The link: DNA repair and aging

Evidence that DNA damage has a huge impact on the ageing process comes from different human inherited disorders, in which genes are affected that are involved in genome maintenance, like Trichothiodystrophy (TTD), Cockayne Syndrome (CS) and Werner Syndrome (WS), the first two being affected in genes that are involved in NER. Patients suffering from these diseases show many features of segmental premature ageing such as neurodegeneration, osteoporosis, sarcopenia, growth deficiency, fat redistribution, graying and loss of hair, wrinkled skin, and shortened life span.
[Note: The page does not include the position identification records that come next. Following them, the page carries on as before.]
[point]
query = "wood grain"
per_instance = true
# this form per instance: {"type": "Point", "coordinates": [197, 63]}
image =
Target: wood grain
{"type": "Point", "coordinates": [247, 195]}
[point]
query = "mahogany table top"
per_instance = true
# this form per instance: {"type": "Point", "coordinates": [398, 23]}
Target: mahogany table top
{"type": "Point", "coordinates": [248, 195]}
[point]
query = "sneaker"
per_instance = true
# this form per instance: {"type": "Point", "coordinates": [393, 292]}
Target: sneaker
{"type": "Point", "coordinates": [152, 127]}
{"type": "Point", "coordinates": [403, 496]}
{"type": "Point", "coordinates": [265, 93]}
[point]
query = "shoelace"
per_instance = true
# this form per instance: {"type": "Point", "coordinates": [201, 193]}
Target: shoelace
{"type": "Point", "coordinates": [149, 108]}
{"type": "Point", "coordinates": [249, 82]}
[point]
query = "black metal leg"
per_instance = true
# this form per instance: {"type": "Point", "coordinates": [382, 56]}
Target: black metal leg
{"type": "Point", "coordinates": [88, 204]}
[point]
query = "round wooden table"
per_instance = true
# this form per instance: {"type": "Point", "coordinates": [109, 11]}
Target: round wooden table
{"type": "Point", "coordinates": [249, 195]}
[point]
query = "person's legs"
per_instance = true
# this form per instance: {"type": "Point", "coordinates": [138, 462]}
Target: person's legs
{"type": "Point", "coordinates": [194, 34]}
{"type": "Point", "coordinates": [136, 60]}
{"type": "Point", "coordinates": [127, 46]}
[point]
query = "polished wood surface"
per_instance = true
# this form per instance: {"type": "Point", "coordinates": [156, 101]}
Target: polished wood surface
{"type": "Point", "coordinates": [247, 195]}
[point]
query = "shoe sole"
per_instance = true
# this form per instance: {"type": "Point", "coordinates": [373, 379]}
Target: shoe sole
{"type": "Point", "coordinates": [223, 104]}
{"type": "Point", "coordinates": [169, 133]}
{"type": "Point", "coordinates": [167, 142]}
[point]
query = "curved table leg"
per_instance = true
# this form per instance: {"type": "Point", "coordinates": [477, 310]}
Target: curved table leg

To further test the hypothesis that DNA damage accumulation leads to ageing, Hoeijmakers et al. developed a large series of mouse models in which the genes for several DNA repair proteins were mutated. One of the mouse models generated mimics a mutation that was found in patients suffering from Trichothiodystrophy (TTD). This mouse phenotypically resembles the patient to a striking degree, including the characteristic features of brittle hair, scaly skin as well as early cessation of development and reduced life span. Mouse models were also developed on the basis of other inherited DNA repair deficiencies such as Cockayne Syndrome (CS). Subsequent systematic studies revealed a litany of other characteristics that in general are connected or directly linked to ageing, including but not limited to early development of hearing loss, eye problems, fat redistribution, osteoporosis and neurodegeneration.

DNage has exclusive access to a number of different mouse models that exhibit diverse features and different rates of ageing or lifespan (in utero, 3 weeks, 2, 5, and 18 months), which can be specifically used for applied research like intervention studies with possible anti-aging compounds as well as for the identification of new targets and biomarkers for age-related diseases like osteoporosis and neurodegeneration.